Implementing Move Constructor by Calling Move Assignment Operator
Asked Answered
L

6

31

The MSDN article, How to: Write a Move Constuctor, has the following recommendation.

If you provide both a move constructor and a move assignment operator for your class, you can eliminate redundant code by writing the move constructor to call the move assignment operator. The following example shows a revised version of the move constructor that calls the move assignment operator:

// Move constructor.
MemoryBlock(MemoryBlock&& other)
   : _data(NULL)
   , _length(0)
{
   *this = std::move(other);
}

Is this code inefficient by doubly initializing MemoryBlock's values, or will the compiler be able to optimize away the extra initializations? Should I always write my move constructors by calling the move assignment operator?

Lowering answered 14/6, 2013 at 22:36 Comment(1)
Just a note. That approach does not work if some of your data members are not default constructable.Equalize
F
18

[...] will the compiler be able to optimize away the extra initializations?

In almost all cases: yes.

Should I always write my move constructors by calling the move assignment operator?

Yes, just implement it via move assignment operator, except in the cases where you measured that it leads to suboptimal performance.


Today's optimizer do an incredible job at optimizing code. Your example code is especially easy to optimize. First of all: the move constructor will be inlined in almost all cases. If you implement it via move assignment operator, that one will be inlined as well.

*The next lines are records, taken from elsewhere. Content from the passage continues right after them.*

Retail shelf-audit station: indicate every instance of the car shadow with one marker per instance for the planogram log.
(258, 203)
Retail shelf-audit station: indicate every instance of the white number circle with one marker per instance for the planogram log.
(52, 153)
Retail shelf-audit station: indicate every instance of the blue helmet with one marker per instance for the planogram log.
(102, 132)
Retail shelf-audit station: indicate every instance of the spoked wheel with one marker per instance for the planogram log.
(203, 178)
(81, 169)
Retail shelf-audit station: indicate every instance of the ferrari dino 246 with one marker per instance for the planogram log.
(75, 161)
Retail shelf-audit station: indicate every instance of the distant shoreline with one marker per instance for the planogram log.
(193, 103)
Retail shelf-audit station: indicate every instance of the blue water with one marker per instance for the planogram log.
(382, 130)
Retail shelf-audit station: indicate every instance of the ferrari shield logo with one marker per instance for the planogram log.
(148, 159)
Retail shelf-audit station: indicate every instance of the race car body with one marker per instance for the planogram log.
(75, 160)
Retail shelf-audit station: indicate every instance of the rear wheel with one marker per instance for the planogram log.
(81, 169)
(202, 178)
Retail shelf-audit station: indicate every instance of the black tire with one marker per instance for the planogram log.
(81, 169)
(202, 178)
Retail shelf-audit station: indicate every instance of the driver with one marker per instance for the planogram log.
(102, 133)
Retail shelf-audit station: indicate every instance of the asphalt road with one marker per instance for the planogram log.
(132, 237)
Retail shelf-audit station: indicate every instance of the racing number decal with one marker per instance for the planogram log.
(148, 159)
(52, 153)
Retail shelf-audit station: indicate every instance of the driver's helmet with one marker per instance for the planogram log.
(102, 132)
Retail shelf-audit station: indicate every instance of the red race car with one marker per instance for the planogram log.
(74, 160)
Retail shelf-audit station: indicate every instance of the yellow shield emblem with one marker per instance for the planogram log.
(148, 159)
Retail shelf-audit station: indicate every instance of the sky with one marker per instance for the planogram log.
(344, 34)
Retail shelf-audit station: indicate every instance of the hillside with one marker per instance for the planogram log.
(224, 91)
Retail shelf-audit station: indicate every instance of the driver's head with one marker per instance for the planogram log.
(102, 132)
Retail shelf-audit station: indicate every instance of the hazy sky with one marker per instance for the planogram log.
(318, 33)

And let's look at some assembly! This shows the exact code from the Microsoft website with both versions of the move constructor: manual and via move assignment. Here is the assembly output for GCC with -O (-O1 has the same output; clang's output leads to the same conclusion):

; ===== manual version =====           |   ; ===== via move-assig =====
MemoryBlock(MemoryBlock&&):            |   MemoryBlock(MemoryBlock&&):
    mov     QWORD PTR [rdi], 0         |       mov     QWORD PTR [rdi], 0
    mov     QWORD PTR [rdi+8], 0       |       mov     QWORD PTR [rdi+8], 0
                                       |       cmp     rdi, rsi
                                       |       je      .L1
    mov     rax, QWORD PTR [rsi+8]     |       mov     rax, QWORD PTR [rsi+8]
    mov     QWORD PTR [rdi+8], rax     |       mov     QWORD PTR [rdi+8], rax
    mov     rax, QWORD PTR [rsi]       |       mov     rax, QWORD PTR [rsi]
    mov     QWORD PTR [rdi], rax       |       mov     QWORD PTR [rdi], rax
    mov     QWORD PTR [rsi+8], 0       |       mov     QWORD PTR [rsi+8], 0
    mov     QWORD PTR [rsi], 0         |       mov     QWORD PTR [rsi], 0
                                       |   .L1:
    ret                                |       rep ret

Apart from the additional branch for the right version, the code is exactly the same. Meaning: duplicate assignments have been removed.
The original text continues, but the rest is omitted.